Devolvía los ecos la cóncava colina
del dolor de una historia de aquel vecino valle.
Mi espíritu seguía el doble encantamiento
y recostado oía la voz del triste canto.
Al rato en este estado, vi una pálida joven,
que rasgaba papeles y destrozaba anillos,
asolando su mundo de lluvias y de vientos.
Cubría su cabeza un sombrero de paja,
que guardaba su cara de los rayos del sol
y mi mente al mirarla, adivinaba un tiempo
de lozana hermosura, gastada por los años.
Segador es el Tiempo de flores juveniles,
más con ella no pudo ni el furor de los cielos
y de aquel bello tiempo aún muestras mantenía.
De vez en vez llevaba su pañuelo a los ojos
en cuyo lienzo había unos extraños signos,
mojando los dibujos con su líquido amargo,
que en lágrimas, cual perlas, su dolo transformaba
y leyendo a menudo lo escrito en el papel
a menudo gritaba con palabras confusas,
ora el clamor agudo, ora grave el clamor.
A veces con sus ojos impulsaba un mal rayo
cual si fueran los astros objeto de su ataque
y a veces divagando, clava estos pobres dardos
en la terrible órbita.
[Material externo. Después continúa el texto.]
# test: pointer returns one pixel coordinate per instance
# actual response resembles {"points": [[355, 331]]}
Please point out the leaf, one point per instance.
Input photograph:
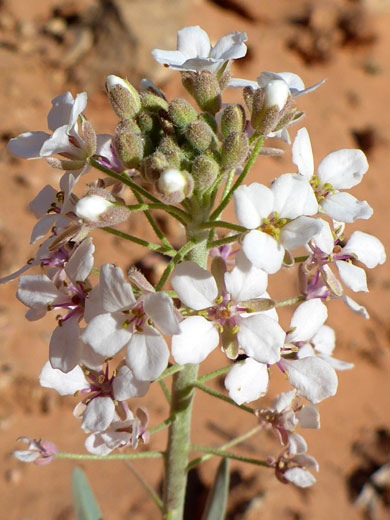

A veces extendía
sus brazos al vacío, vagando su mirada,
al tiempo que sus brazos, sin fijación alguna
igual que un alma en pena, que sufre un mal delirio.
Su ondulante cabello, ni suelto ni peinado,
proclamaban en ella su propia sencillez,
cayendo del sombrero de paja en cataratas,
por sus mustias mejillas del color de la cera,
mientras algunos rizos, entre su hilada malla,
serviles no intentaban, salir de aquel encierro
a pesar de que nada les impedía hacerlo.
Miles de fruslerías extrajo de su cesto,
de cristal y de ámbar y cuentas de azabache,
que una a una en el río, distraída arrojaba,
sobre el llorado margen, se sentó en la ribera
y tal como en la usura, añadía sus lágrimas
como el poder de un rey, añadiendo más bienes
donde todo es exceso y no donde hace falta.